2) Concept Extraction Using LLM: The function df2Graph interacts with an external large language model, identified as zephyr:latest. This model is specifically chosen for its ability to extract relevant entities and relationships from the input text. The model processes the document to identify key concepts, which are then stored as a list of concept nodes and edges.

3) Regeneration of the Graph: If the flag regenerate is set to True, the extracted concepts are passed through the graph2Df function, which converts the list of concepts into a structured DataFrame (dfg1). This DataFrame is a tabular representation of the graph, where each row represents a relationship between two entities (nodes) and an associated edge (i.e., the nature of the relationship).

4) Saving the Results: The resulting DataFrame is saved as a CSV file for further analysis. If the output directory does not exist, it is created using os.makedirs. The graph DataFrame (dfg1) and the original document chunks (df) are saved in CSV format, separated by the pipe (|) delimiter.

Once the concepts are extracted and stored in the DataFrame (dfg1), several data cleaning and processing steps are applied:

1) Handling Missing Data: Empty values in the DataFrame are replaced with NaN using replace (““, np.nan, inplace=True). This ensures that missing or incomplete data is represented consistently.

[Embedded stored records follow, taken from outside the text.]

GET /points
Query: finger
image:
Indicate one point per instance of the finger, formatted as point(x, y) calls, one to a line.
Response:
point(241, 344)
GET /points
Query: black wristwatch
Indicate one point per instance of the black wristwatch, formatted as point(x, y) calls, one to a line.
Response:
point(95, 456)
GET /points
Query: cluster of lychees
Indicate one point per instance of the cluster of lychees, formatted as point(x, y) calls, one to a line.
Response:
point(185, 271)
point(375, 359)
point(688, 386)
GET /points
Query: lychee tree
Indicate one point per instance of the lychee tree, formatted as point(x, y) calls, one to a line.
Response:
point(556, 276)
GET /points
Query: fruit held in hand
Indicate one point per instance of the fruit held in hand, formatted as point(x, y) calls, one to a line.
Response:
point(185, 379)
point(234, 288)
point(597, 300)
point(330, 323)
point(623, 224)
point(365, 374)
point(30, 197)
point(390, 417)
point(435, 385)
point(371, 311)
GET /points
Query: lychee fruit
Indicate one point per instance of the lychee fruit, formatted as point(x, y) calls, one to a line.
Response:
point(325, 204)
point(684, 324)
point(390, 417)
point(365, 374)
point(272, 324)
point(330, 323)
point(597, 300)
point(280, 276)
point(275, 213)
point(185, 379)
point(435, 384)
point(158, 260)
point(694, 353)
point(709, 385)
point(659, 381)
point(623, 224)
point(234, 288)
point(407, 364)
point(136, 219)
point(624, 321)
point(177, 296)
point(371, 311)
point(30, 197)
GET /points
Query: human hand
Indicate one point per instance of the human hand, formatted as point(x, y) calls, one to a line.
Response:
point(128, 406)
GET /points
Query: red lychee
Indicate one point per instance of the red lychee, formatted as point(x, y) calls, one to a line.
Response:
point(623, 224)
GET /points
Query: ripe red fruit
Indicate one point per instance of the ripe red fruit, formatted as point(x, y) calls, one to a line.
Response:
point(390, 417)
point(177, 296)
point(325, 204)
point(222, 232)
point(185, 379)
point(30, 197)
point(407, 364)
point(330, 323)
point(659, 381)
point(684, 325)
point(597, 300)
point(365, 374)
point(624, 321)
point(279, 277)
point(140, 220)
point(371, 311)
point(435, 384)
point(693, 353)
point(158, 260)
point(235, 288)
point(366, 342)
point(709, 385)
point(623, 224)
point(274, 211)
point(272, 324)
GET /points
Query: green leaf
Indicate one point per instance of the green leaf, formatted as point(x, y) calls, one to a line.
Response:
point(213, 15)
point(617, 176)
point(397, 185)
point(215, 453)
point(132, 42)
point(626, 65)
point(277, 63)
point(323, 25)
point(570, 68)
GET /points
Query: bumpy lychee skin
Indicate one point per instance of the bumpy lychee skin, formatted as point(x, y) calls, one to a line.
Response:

2) Dropping Incomplete Rows: Rows that have missing values in key columns (node_1, node_2, or edge) are dropped using the dropna method. This ensures that only complete relationships are retained for further analysis.

3) Weight Assignment: A new column, count, is added to the DataFrame, and its value is set to 4 for all rows. This represents the weight of the relationship, which is later used for proximity calculations during the graph analysis. The weight is initially set to 4, and it will be adjusted as needed based on the context.

The extracted concepts are shown in Table 3 below.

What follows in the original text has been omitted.